Когда началась Великая французская революция, Лефевру было 33 года, более 16 из которых он отдал военной службе, дослужившись за это время в королевской гвардии до звания старшего сержанта. Это был предел военной карьеры для полуграмотного простолюдина. Однако революция открыла перед такими, как он, выходцами из народа широкие перспективы. Уже через полтора месяца после ее начала сержант Лефевр становится офицером. Об этом при прежнем порядке он не смел даже и мечтать. Весной 1792 года начинаются Революционные войны Франции. Проявивший выдающиеся военные дарования на полях сражений за свободу и независимость Франции вчерашний сержант Лефевр всего лишь за полтора с небольшим года проходит путь от капитана Национальной гвардии до дивизионного генерала, получив генеральские эполеты в 38 лет. А еще через 10 лет сын мельника становится маршалом Франции. Карьера поистине феноменальная! Таковые случаются только в периоды эпохальных потрясений, каковым и была Великая французская революция.
Лефевр нисколько не стеснялся своего «низкого» происхождения. До конца жизни, несмотря на свое высокое положение, он сохранил привычки скромного провинциала-простолюдина. Став маршалом, а затем и герцогом, Лефевр наотрез отказался расстаться со своей женой, бывшей прачкой, которой мало подходила роль придворной дамы, полагавшаяся ей как жене маршала Франции и герцогине Данцигской. Между прочим, бывшая прачка Катрин Юбше, ставшая по прихоти судьбы женой маршала Франции и герцогиней, была в годы Первой империи своего рода знаменитостью, с которой вынуждены были считаться и прирожденные аристократки. Постоять за себя чета Лефевр всегда умела, не особенно утруждая себя при этом изысканностью манер. Так, насмешкам при дворе по поводу его происхождения маршал Лефевр быстро положил конец, действуя так же решительно, как он привык это делать на войне. Когда однажды один из молодых, но нагловатых придворных начал в его присутствии довольно громко перечислять длинный ряд своих титулованных предков, то Лефевр самым бесцеремонным образом тут же прервал его: «Молодой человек! Не бахвальтесь в моем присутствии своими предками, я — сам предок!»

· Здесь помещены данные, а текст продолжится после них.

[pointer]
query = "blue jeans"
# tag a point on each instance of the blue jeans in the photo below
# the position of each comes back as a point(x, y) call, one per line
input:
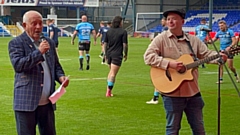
point(43, 116)
point(174, 108)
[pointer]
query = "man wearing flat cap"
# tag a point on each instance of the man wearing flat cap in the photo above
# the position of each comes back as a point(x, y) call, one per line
point(167, 54)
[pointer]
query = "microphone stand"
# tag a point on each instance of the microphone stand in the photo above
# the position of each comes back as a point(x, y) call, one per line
point(221, 62)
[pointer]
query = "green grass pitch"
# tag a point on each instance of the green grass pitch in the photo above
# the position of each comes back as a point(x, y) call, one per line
point(84, 109)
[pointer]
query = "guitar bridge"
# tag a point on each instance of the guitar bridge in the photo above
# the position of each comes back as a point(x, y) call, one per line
point(168, 75)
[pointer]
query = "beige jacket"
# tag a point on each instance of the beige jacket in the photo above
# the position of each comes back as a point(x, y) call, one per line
point(167, 45)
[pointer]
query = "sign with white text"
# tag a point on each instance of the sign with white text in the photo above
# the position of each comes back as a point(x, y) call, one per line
point(67, 3)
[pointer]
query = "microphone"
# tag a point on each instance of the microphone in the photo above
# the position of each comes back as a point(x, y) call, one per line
point(42, 38)
point(205, 29)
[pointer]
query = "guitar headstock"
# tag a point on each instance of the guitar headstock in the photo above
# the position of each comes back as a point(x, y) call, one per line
point(234, 50)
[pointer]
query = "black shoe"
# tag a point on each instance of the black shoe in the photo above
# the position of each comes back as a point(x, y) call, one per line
point(88, 67)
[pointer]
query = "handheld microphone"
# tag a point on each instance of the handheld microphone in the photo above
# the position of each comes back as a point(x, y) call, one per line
point(206, 29)
point(42, 38)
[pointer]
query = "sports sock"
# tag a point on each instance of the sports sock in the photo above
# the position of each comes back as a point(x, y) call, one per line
point(88, 58)
point(110, 85)
point(156, 96)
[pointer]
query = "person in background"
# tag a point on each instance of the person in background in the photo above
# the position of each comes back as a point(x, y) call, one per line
point(102, 32)
point(115, 49)
point(53, 32)
point(164, 28)
point(201, 34)
point(84, 31)
point(227, 40)
point(155, 98)
point(187, 96)
point(36, 67)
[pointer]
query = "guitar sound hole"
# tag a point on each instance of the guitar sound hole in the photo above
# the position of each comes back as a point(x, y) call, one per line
point(183, 70)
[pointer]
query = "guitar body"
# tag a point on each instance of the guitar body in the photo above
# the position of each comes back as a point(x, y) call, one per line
point(166, 81)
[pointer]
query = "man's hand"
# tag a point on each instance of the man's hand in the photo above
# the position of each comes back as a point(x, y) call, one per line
point(224, 56)
point(64, 78)
point(177, 65)
point(44, 47)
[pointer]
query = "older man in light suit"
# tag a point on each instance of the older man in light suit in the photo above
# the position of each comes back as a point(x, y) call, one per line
point(36, 67)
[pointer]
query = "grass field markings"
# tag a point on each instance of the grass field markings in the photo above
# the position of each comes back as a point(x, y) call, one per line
point(86, 79)
point(209, 72)
point(64, 59)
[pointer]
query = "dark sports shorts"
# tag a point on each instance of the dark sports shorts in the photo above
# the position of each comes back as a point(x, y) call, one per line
point(84, 46)
point(56, 45)
point(230, 56)
point(116, 60)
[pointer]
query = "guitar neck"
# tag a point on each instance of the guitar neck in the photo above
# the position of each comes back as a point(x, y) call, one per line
point(199, 62)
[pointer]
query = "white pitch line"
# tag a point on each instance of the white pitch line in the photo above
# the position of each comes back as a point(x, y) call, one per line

Грубость Лефевра была хорошо известна, но она у него самым причудливым образом сочеталась с только ему присущим добродушием и солдатской прямотой. Однажды (дело было в Германии) он совершенно случайно натолкнулся в крестьянском дворе на группу солдат, разделывавших украденного поросенка. Факт мародерства был налицо, и застигнутые на месте преступления солдаты уже посчитали себя обреченными — их ожидал военный суд и неминуемый расстрел. И как же повел себя в этой ситуации маршал Лефевр? Сам бывший солдат, долгие годы тянувший солдатскую лямку и прекрасно понимавший душу солдата, хорошо знавший, что такое голод на войне, толкавший солдат на противоправные действия, он первым делом обрушился на мародеров с потоком отборных ругательств, напомнив им, какого наказания они заслуживают и что их ожидает. Стоя навытяжку перед разъяренным маршалом, провинившиеся солдаты уже воочию представляли себя перед расстрельным взводом и мысленно прощались с жизнью. Но вдруг Лефевра словно подменили. Отведя душу и исчерпав запас ругательств, он закончил свое «внушение» добрым напутствием: «Мерзавцы! Разбойники! Живо убирайтесь отсюда вместе со своей добычей, да постарайтесь не попасться на глаза патрулям!» Обескураженные таким неожиданным поворотом дела, солдаты растерянно моргали глазами, не двигаясь с места. «Я сказал — вон отсюда!» — рявкнул маршал. Мародеров будто ветром сдуло… Естественно, такого рода поступки Лефевра становились достоянием широких солдатских масс, поэтому его авторитет в войсках был весьма высок. В немалой степени этому способствовали и его каждодневная забота о подчиненных, доступность и простота в общении с ними, выдающаяся личная храбрость в боевой обстановке, стойкость и мужество в кризисных ситуациях. А еще Лефевр славился своим зычным голосом, который способен был перекрывать грохот боя. В то же время он очень не любил трусов, особенно на войне, и под горячую руку мог пойти по отношению к ним на самые крутые меры.
Малограмотность Лефевра иногда выводила из себя даже Наполеона. «В его корреспонденциях видно такое слабоумие, что я ничего не могу из них понять», — не раз жаловался император в своем окружении. Но природный ум и солдатская сметка всегда выручали герцога Данцигского. Однажды на военном совете (дело было при осаде Данцига в 1807 году) Лефевр долго и терпеливо слушал наполненные техническими подробностями доклады инженера и артиллериста, а когда они закончили, без обиняков заявил: «Я мало что понимаю в этом деле, но вы мне пробейте только дыру в обороне противника, а я уж как-нибудь в нее втиснусь!»